There are also a few podcasts that are free and maybe helpful?
 
@grace_given17 I don’t know if all libraries do this, but my local library has a subscription to an audio book platform, in which you get access to a massive library of audio books for free, it could be worth asking your local library
 
@jsphalford11 There’s a book I’ve recommended on here but the thing is there’s so many good parts to it that if I just try to summarize it as “respond don’t react so you don’t generationally traumatize your kids” a lot gets lost in translation. There’s so much more to it than a few bullet points. I also think it’s important enough of a book that you shouldn’t just take a few bullet points and run but should actually read the whole thing.
 
@jsphalford11 Absolutely! We struggled so much with sleep for the first 4 months. A friend thought she was being SO helpful for giving us this huge ass, small font book that she said held all the secrets to good sleep. I basically asked her to tell me the highlights and she said I just need to read it. Long story short, I used my valuable time that I could have spent sleeping trying to read this book. 50 pages in, realized I was so tired that I retained nothing. Super helpful!
 
@abcdeg But don’t you think that friend also had to read that book when they were sleep deprived? Why is it more important that you get sleep while they stay up and write up a summary for you? This is unbelievably entitled.
 
@shaughnessyym No idea. A lot of folks seem to have family to help out. Or kids that can be sleep trained. Or can afford daycare. Or can afford childcare. Or has a more easygoing infant.
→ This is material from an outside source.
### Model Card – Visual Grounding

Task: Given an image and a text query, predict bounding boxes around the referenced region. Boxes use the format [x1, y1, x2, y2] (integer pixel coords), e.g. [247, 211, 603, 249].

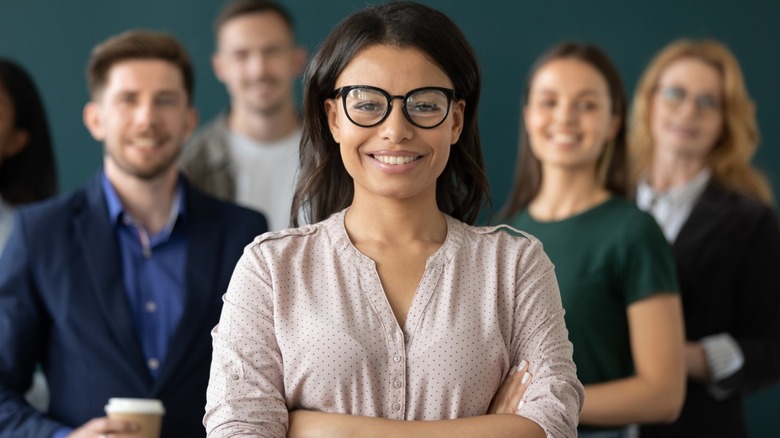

It boggles my mind that people had hours in their day to read something because we had a lot of days, especially in the hell that was 3-9 months with ours, where we barely had time to eat and take care of the necessary housework.
 
@jsphalford11 I think a lot of people are in the same boat and just suffering too? Yes there’s a wide range of difficulty and ease in infants and some people have a harder or easier time than others.

Personally it was sleep deprivation and frustration that drove me to read the whole book about it. I knew that the short term sacrifice would have a longer term gain. My reading was mostly done while breastfeeding so I tried to take advantage of time I was already captive.
 
@shaughnessyym Breastfeeding was when I either got to eat, do a tiny bit of housework or use the bathroom.

The *only* time, generally. Otherwise, if our baby wasn't being actively tended to, she'd be howling, meaning my wife couldn't work/sleep/recover.
 
@jsphalford11 In this case I was the breastfeeding parent so I read the books while my husband did other things and I summarized them for him so we both could understand. I asked him to read specific sections that pertained to us so he could help make decisions. It was hard to fit in, but worth it.
 
@jsphalford11 I can’t say what works for you. All I’m saying is, we had it hard too, just like many others. We had a colicky baby who cried every night for hours on end for months. So, I knew we needed to do something and I was tired of googling all night long. Someone recommended Precious Little Sleep, so I read it. During breastfeeding was the option that worked best for me, but everyone has to figure their own stuff out. The book helped. And now, I recommend it to other people.
 
@shaughnessyym Lol I didn’t ask for an essay. Literally just any quick tips that she thought would help.

And yeah, it’s shitty that she had to also read it while sleep deprived… like maybe there should be better ways to help struggling parents?

Anything is better than continuing this stupid cycle of handing off books to sleep deprived people and tell them to “just read it”
 
@yamikani That’s not it at all? Did you actually read the comment I replied to. The person I responded to was mad that their friend gave them a book and didn’t summarize the book for them. Just thank the friend and move on if you don’t wanna read it. Don’t simmer because they didn’t spend the time to write out highlights for you?